Gimme all the details….
Sejumlah kelompok masyarakat adat di Merauke sekarang lagi marah banget sama pembangunan food estate ini, guys. Karena ya itu tadi, program ini nggak ada bagus-bagusnya buat mereka. Jangankan minta izin, ngomong permisi pun nggak. Tau-tau udah adaa aja aparat militer datang yang kabarnya hanya membantu buka lahan. Padahal, hutan yang dibuka itu tuh masuk ke wilayah adat, guys. Tempat mereka menggantungkan hidupnya lah di situ. sekarang digusur.
…..
Perwakilan masyarakat adat setempat, bahkan bilang, “Ini bukan proyek kemanusiaan untuk kesejahteraan dan kemakmuran masyarakat luas. Yang lu pikirin cuma duit, duit, dan duit. Terus caranya juga nggak ada sopan-sopannya. Ngerusak lingkungan pula,” gitu lah kira-kira. In that sense, food estate ini disebut melanggar hak masyarakat adat untuk hidup, berkembang, dan hak atas pangan, gizi, dan lingkungan yang baik dan sehat. Makaya, segenap masyarakat adat di Merauke menyatakan menolak pembangunan Food Estate di Merauke.
And here we go with the plot twist…
A good plot twist sih. Jadi, di tengah kondisi huru-hara food estate yang lagi berkembang di Merauke, dari bulan lalu, salah satu wilayah di Merauke tuh udah diakui sebagai Wilayah Adat, guys. Yep, everybody meet: Wilayah Adat Suku Yei, letaknya di sebelah Barat Sungai Flay, persis berbatasan banget sama Papua Nugini. 24 September lalu, Bupati Merauke Romanus Mbaraka menandatangani SK Pengakuan, Perlindungan, dan Penghormatan Masyarakat Adat dan Peta Wilayah Adat Suku Yei, gengs. Meaning, dengan peta wilayah ini, diharapkan segala masalah related to investasi (kayak food estate begini) ya bisa ketemu solusinya.
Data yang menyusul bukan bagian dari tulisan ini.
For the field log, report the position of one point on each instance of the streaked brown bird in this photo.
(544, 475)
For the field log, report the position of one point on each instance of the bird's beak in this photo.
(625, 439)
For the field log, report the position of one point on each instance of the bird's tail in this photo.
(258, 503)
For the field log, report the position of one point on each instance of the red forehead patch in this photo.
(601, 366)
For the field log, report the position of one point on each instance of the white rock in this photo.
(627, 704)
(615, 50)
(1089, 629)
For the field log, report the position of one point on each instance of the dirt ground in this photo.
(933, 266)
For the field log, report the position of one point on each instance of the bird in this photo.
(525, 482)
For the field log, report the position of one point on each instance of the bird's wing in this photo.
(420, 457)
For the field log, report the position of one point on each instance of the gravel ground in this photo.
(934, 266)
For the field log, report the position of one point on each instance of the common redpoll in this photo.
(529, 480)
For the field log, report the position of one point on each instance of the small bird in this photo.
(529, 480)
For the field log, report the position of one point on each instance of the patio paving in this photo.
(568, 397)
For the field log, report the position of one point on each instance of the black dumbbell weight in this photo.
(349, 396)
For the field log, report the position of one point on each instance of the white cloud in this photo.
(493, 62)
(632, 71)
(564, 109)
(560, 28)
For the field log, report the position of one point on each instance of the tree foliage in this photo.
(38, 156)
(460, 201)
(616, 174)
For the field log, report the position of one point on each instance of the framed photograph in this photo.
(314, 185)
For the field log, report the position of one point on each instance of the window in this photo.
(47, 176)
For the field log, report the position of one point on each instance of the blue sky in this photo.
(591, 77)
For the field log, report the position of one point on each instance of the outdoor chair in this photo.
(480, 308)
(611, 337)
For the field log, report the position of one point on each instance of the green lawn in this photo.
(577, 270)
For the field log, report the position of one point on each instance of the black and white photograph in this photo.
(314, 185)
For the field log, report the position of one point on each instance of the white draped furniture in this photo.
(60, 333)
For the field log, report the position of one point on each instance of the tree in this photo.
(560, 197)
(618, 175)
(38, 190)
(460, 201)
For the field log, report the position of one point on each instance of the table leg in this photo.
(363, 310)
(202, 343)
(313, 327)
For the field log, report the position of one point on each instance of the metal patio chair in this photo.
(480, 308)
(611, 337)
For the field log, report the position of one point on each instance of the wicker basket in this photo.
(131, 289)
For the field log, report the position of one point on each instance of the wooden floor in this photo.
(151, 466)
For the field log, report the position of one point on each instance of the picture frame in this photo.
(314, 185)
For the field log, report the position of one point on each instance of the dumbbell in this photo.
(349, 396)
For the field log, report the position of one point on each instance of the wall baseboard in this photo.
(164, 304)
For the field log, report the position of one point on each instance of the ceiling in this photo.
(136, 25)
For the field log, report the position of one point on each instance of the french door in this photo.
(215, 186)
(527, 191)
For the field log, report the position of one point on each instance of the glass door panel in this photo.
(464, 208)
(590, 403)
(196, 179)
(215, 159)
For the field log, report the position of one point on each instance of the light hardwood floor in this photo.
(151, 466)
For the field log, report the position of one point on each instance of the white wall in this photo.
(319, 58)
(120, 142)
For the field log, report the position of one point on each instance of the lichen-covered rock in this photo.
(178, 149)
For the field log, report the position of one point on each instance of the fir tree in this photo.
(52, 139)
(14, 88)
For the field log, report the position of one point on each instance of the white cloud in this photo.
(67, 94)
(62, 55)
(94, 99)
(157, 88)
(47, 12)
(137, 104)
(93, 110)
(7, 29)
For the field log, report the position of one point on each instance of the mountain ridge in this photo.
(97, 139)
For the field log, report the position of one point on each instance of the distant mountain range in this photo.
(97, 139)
Terus, supaya kebijakan yang diambil juga bisa lebih pro sama rakyat lah, karena udah ada hitam di atas putih kan. We’ll see gimana kelanjutan nasib food estate di Merauke yah.
Got it. Anything else I should know?
Well well well, dari tadi ngomongin food estate, kamu pasti tahu salah satu concern-nya di sini adalah: food estate tuh rawan gagal gara-gara nggak berdasarkan data yang sesuai, guys. Makanya, menyikapi hal ini, Pengamat Pertanian, Pak Khudori menilai kalau mau food estate ini bener, ya datanya juga kudu bener. Karakteristik lahan kayak apa, jenis tanahnya apa, ngerawatnya harus gimana, dll. Jangan asumsi-asumsi doang lah. Dan again, perhatiin juga masyarakat adat setempat. Ok?